If you didn't see anything about Iraq or the price of gas in there, well, you didn't. The administration apparently hopes that happy talk from happy talking heads who are happy about tax cuts will make Americans forget that they're paying three bucks a gallon at the pump. As for Iraq? It's there only by implication. In a sign that the bubble may be a whole lot thicker than we thought, Time says Bush's advisors think Bush can recapture the national security credibility he lost in Iraq by turning up the pressure on Iran.
Out here in the reality-based world, we think that the opposite is true: Every time we hear the Bush administration warn about the threat Iran poses, we remember the similar threats the Bush administration made about Iraq. But the Bolten plan isn't about us; it's about the base, the third of the country that still approves of the way the president is handling Iraq, the people who still believe -- every new revelation notwithstanding -- that Bush told the truth then and can be trusted to tell it again now.

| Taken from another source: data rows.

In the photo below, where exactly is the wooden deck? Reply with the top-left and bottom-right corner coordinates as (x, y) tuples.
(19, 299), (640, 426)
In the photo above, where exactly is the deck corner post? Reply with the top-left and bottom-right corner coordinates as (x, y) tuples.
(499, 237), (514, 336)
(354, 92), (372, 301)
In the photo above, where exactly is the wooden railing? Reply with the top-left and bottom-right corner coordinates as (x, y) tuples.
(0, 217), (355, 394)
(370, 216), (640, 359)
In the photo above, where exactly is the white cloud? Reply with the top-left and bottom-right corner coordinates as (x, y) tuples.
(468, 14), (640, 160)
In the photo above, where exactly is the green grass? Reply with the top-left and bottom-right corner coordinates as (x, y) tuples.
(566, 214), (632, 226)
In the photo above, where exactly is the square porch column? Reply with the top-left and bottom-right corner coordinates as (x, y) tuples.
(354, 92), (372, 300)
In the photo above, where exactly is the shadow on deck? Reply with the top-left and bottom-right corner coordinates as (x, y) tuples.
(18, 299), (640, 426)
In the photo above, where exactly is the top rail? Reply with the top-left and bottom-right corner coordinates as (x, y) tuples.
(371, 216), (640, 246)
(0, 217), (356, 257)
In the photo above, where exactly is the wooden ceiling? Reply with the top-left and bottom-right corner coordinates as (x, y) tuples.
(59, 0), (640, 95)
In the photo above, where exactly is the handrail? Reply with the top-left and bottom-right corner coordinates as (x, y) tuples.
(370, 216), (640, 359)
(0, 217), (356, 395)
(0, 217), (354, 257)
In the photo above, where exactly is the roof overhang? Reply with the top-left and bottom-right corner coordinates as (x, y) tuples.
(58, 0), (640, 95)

Responding to the news that Bolten was considering Fox's Tony Snow as a possible replacement for Scott McClellan -- according to Time, Snow has, in fact, been offered the job -- MSNBC's Keith Olbermann suggested the other day that the White House might have resigned itself to appealing only to those who view Fox News as some sort of oracle of truth. If Bolten's five-point plan is any indication, it looks like he was right.